Since the start of 2024, Zuckerberg’s wealth increased $55.6 billion, bringing it to a total of $184 billion, according to the Bloomberg Billionaire Index.
Until earlier this week, Nvidia CEO Jensen Huang had topped the list of year-to-date gains. The chipmaker's stock is on an historic tear, shooting up 120% over the last year and 2,219% over the last five. However, it dropped 13% this week, denting Huang’s total net worth.
Huang owns a roughly 3.5% stake in Nvidia after selling hundreds of millions of dollars' worth of stock over the last several months.
Much of Zuckerberg’s net worth is also tied up in stock of the company he founded. He is the largest individual shareholder of Meta, owning about 345.5 million shares, according to Meta’s proxy statement filed in April. About 344 million of Zuckerberg's shares are Class B shares, a special type of Meta stock that grants holders 10 votes per share. He owns 99.7% of this class of share.
Meta’s stock is also soaring this year, up 49%. As of Friday, the price was $514. But Zuckerberg’s net worth is often subject to wild fluctuations because it is so closely linked to Meta’s share price. In February of this year, his net worth rose $28 billion in a single day when Meta's stock jumped 20% after a particularly great earnings call.
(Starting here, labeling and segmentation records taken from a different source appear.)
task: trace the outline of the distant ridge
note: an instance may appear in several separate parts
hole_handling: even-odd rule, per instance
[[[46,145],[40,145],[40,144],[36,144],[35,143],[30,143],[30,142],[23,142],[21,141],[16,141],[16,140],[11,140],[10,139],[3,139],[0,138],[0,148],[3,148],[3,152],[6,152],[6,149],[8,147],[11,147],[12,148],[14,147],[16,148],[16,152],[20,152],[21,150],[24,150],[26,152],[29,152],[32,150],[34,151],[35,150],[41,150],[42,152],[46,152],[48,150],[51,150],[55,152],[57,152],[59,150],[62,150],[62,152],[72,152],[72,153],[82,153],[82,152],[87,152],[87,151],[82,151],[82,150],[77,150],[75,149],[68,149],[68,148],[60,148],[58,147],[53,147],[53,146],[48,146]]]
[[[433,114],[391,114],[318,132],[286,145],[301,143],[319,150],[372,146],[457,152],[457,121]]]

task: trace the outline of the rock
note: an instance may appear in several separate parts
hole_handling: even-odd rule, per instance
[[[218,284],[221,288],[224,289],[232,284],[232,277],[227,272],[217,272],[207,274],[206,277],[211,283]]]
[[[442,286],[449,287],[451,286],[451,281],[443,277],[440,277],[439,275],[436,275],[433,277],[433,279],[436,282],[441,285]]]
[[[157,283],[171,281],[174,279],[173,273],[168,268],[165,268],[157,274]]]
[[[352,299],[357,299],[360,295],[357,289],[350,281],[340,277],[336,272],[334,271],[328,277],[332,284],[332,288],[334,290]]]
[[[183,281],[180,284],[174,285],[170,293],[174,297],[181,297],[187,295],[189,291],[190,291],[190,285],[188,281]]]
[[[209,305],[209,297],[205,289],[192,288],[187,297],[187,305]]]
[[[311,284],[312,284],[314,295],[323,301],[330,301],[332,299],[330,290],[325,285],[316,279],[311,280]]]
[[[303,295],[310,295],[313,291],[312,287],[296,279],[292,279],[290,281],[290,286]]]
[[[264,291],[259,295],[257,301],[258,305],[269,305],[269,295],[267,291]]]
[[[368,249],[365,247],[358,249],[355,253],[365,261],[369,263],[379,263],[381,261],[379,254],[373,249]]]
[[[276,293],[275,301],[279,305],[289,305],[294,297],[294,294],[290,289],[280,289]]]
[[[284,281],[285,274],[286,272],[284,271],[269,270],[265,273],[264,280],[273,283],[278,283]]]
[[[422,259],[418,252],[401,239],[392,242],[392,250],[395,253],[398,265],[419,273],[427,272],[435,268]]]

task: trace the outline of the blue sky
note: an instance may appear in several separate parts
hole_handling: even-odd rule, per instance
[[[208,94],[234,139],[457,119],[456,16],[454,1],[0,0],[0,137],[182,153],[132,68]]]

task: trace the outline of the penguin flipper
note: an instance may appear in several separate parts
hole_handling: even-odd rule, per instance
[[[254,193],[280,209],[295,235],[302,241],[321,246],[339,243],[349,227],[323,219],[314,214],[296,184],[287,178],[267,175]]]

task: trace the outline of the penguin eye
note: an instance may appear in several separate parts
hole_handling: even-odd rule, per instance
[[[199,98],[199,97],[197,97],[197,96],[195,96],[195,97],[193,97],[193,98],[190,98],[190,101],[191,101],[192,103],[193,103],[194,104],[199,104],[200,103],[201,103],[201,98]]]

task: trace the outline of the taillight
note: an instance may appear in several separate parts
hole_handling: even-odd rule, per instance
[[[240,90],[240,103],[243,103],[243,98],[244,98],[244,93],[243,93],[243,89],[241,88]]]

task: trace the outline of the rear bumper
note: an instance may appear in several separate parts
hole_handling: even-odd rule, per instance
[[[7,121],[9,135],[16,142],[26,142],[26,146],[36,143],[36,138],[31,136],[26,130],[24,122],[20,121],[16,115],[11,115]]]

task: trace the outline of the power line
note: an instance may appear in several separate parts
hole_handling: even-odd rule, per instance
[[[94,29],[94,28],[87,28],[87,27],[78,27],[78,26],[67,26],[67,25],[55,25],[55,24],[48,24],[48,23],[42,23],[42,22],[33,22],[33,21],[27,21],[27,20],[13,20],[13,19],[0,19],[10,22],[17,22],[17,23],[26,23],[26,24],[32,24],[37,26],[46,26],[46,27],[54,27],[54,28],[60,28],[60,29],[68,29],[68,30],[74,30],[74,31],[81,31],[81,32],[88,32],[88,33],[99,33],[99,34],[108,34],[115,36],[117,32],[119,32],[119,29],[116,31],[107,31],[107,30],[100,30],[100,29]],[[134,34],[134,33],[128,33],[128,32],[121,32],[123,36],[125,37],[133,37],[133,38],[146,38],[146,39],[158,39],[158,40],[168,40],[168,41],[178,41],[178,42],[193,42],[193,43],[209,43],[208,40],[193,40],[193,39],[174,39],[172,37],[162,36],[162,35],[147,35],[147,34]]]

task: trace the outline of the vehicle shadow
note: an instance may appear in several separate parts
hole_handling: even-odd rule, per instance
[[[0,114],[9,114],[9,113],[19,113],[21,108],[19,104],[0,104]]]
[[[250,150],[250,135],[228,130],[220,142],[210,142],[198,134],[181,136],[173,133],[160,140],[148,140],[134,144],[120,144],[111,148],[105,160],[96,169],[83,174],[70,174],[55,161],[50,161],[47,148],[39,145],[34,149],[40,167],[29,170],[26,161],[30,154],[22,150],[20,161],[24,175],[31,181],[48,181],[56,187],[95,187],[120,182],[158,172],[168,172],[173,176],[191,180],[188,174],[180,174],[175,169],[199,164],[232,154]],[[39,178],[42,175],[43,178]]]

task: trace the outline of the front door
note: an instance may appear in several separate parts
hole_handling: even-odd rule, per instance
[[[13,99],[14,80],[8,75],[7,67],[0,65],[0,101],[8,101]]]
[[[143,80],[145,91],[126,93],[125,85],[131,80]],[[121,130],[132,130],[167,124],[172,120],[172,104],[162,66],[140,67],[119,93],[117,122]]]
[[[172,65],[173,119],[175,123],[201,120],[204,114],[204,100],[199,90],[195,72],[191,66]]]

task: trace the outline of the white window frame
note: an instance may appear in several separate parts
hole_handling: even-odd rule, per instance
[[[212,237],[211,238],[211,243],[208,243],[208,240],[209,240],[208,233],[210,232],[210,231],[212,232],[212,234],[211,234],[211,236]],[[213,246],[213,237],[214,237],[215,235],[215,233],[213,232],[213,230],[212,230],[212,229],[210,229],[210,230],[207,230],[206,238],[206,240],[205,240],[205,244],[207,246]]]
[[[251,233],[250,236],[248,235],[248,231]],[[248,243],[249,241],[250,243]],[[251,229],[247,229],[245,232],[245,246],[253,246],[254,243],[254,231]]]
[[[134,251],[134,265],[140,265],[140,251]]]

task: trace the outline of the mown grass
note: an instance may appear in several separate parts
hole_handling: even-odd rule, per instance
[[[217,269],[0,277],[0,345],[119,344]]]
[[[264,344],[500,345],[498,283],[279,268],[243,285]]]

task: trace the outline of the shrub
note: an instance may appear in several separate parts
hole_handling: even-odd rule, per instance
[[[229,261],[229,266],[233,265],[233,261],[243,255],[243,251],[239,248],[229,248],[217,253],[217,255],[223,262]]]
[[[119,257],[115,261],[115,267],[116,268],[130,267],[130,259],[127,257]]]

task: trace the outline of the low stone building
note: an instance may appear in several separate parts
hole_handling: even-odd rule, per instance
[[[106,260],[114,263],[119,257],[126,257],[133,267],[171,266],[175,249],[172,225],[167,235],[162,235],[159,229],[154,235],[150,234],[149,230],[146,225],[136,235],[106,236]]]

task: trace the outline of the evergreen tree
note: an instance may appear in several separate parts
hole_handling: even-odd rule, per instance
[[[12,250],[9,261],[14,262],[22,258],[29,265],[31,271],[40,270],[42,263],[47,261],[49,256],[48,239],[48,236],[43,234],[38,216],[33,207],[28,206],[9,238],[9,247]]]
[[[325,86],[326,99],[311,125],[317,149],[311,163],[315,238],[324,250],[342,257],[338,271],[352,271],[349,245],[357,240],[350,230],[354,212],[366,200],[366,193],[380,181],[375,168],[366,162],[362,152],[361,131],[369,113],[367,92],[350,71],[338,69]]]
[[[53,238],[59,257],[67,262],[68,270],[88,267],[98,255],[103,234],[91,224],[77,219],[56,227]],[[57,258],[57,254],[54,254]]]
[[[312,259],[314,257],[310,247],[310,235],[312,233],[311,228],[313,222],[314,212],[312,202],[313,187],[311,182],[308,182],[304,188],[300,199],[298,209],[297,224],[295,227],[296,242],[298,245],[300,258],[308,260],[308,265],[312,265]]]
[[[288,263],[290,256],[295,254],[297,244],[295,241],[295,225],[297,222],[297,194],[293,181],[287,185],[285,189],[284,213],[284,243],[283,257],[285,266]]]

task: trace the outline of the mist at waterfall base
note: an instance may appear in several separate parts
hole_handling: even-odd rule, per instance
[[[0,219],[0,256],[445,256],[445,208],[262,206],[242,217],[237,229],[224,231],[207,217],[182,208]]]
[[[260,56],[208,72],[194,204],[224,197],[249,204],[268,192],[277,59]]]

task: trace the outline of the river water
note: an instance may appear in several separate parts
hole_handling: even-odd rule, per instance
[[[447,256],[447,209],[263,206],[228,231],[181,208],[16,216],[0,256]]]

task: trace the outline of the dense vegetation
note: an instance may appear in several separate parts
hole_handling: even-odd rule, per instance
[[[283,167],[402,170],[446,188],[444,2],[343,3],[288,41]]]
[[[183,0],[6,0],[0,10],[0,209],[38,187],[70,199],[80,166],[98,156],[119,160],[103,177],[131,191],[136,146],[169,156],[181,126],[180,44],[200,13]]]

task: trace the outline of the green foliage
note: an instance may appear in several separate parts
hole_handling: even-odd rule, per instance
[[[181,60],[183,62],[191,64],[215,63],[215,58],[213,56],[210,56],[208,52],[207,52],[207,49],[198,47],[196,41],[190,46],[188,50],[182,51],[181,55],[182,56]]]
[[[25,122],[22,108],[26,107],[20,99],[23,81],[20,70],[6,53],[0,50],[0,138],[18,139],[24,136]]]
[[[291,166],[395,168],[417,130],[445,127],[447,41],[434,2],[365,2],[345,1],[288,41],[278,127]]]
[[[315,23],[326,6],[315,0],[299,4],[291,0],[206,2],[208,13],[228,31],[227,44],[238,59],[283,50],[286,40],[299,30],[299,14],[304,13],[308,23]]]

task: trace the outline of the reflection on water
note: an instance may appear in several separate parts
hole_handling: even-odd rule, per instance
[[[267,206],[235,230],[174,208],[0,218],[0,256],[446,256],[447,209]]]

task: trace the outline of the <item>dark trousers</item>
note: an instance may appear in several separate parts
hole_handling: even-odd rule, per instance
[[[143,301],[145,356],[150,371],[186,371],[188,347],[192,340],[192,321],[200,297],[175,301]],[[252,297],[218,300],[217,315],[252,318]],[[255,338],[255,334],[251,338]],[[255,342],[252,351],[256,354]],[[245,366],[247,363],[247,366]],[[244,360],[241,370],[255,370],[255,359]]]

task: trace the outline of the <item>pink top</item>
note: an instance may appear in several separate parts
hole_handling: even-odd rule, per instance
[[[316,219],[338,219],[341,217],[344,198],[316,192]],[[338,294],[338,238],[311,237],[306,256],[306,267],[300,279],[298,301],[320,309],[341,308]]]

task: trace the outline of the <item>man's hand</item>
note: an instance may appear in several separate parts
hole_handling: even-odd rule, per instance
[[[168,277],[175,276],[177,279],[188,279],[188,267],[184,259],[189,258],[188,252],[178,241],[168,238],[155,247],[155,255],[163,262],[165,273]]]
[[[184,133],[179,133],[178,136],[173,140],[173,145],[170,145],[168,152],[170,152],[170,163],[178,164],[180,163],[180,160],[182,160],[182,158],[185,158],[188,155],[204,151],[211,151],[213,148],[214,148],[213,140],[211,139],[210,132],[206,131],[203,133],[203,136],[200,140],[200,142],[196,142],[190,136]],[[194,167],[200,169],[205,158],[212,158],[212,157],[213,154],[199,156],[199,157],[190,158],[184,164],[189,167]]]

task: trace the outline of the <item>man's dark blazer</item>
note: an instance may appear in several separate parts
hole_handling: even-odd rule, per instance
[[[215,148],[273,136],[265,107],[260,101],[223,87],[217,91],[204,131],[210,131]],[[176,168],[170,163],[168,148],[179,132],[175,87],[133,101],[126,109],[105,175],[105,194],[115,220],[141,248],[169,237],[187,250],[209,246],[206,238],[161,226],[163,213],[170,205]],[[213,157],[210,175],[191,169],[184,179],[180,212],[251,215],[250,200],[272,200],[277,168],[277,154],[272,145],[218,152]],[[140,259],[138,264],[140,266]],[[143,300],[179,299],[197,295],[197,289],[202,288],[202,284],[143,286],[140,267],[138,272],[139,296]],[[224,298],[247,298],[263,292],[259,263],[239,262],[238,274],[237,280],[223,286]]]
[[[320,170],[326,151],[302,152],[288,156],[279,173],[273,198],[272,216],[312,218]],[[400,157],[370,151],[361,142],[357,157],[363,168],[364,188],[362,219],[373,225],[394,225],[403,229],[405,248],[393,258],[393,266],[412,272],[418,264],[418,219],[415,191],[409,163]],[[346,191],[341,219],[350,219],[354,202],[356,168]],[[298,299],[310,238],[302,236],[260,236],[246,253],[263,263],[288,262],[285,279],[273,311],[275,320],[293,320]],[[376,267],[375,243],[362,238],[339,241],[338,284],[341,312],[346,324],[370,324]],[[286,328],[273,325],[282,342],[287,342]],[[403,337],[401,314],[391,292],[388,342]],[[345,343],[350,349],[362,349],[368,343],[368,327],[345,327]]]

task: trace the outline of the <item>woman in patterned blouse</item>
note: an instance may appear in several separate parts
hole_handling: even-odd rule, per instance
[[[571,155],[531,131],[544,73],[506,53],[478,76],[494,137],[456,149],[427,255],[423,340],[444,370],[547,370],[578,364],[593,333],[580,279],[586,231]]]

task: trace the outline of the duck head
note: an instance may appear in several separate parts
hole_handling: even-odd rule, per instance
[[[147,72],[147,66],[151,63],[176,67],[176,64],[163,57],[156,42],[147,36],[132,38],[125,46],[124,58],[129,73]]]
Meta did not respond to a request for comment.
All that has made Zuckerberg the third-richest person in the world, according to Bloomberg’s list. Only Tesla and SpaceX CEO Elon Musk and Amazon founder and executive chair Jeff Bezos have a higher net worth than Zuckerberg. Musk and Bezos are worth $251 billion and $201 billion, respectively. Both famed tech executives saw their own personal fortunes balloon this year as well. Bezos, despite stepping down from the CEO role at Amazon in 2021, remains the largest individual shareholder of Amazon.
Musk, who owns several companies, derives much of his net worth from his Tesla stock. His compensation at Tesla has been the subject of much discussion. In 2018, the board signed and Musk agreed to a uniquely structured all-or-nothing package in which he would receive huge stock awards if he reached certain performance targets, but nothing at all if he didn’t, no matter how close he got.
But his $56 billion pay package has been the subject of a shareholder lawsuit in Delaware. Musk is now engaged in a last-ditch effort to have the package reinstated after a judge voided it in January.